It is still the 20th; the day is still cool, the sky clear and there is no sign of rain. You set out for the southern Bolat Range, which you can distantly see. Coming at it from the north, you will be approaching the cuestas from their gently sloped backs, so that you cannot see the cliffs (these would look out over the sea).
For most of the afternoon, you will follow a clean, trimmed pathway created by the loggers, until that gives out about three miles south of the carter's post. The path continues, but now it has begun to grow over, as the loggers have not worked this part of the forest this season, and perhaps most of the last. The forest closes around you and you feel the slope as you begin to climb perhaps a hundred feet an hour.
Night comes as this second pathway quits, so you make camp near a bare karst outcropping surrounded by trees, which provides good shelter. The journey so far has been easy, but you can see from the forest that the next day will not be. Standing on the top of the nearby rocks, you can see the ridge to the south, a line of three humps extending from the northeast to the southwest (or, to put it another way, the nearest hump is on your left and it grows farther away towards your right).
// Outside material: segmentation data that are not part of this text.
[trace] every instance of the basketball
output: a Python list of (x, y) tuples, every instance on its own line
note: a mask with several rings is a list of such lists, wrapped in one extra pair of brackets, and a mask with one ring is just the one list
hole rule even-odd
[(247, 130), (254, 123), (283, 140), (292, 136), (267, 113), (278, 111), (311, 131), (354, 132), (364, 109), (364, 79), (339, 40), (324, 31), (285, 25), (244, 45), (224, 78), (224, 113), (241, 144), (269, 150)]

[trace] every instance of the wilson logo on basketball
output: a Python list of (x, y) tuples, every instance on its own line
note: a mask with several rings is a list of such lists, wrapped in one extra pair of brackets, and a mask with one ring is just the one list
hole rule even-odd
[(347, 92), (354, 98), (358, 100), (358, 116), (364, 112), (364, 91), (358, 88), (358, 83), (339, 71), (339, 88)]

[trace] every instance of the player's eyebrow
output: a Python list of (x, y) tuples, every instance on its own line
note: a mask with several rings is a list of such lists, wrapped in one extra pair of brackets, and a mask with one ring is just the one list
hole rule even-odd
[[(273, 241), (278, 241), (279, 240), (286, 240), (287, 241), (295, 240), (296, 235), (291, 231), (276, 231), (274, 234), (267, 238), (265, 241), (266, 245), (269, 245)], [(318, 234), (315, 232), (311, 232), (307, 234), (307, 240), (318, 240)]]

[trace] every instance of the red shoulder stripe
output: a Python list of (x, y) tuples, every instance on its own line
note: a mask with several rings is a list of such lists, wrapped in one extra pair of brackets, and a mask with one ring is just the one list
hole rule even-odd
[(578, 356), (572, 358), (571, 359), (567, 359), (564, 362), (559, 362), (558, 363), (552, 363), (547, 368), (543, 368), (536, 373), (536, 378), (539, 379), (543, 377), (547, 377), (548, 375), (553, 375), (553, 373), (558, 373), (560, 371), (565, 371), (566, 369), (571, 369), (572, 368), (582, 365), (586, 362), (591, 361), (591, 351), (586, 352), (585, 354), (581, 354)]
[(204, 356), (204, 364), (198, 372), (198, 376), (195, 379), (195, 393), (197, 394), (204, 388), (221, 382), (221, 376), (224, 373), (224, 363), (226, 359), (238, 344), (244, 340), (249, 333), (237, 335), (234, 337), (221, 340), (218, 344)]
The nearest ridge, you would guess, is about 1,500 feet above you and three to four miles away.
Looking the other way, towards the northwest, you see the cliff of a cuesta that is at least five miles from you. The cliff is broken by a bowl in the middle of it, so that you begin to think of it as "Cauldron Mountain." You have no idea what it's real name is.
The next day (the 21st of May is a Sunday), you pick the easiest looking direction through the forest, on the argument that if something intelligent is living out here, it must make its own tracks and trails, as it must emerge from the subterranean occasionally to make hunting trips for extra food. Kismet leads with his machete and you cross through some light thickets and into a series of rocky meadows, separated by further thickets that you must hack through. You are moving generally in a south-south east direction, towards the middle hump on the ridge to the south. You find yourself climbing about 300 feet in the first hour.
Now, at this point, I roll a die to see what you might discover, and roll the unlikeliest chance possible. Weird. On a hunch, Kismet chooses to lead the party up a nearby defile, a stone path between banks that might have been gouged out by a glacier ten thousand years ago. This leads you onto a ledge that overlooks the valley between the back of the cuestas and Cauldron Mountain, about 300 feet over the swoop of the land below. And here you find a shrine.
It is a single block of stone in the shape of a font, weighing in the neighborhood of four tons. It is two feet by four feet, and four feet high, with smooth, masoned edges and a basin in its center that is about five inches deep. On either side of the basin are two gargoyle-like shapes, each about 12 inches high, looking down into the basin as though willing water to appear.
The basin has water in it, about a gallon. This cannot be rainwater, for you're quite sure that it hasn't rained in this country for many days. Moreover, there is a bundle of wildflowers on a small shelf above the basin, bound with twisted grass, that must have been collected that morning. The wildflowers are the same as you've been seeing, mostly dandelions and crocuses.
I'll let you decide what you make of that. There is no evidence of a trail leading immediately from this location, but you are surrounded by an area of bare rock, about a hundred yards wide.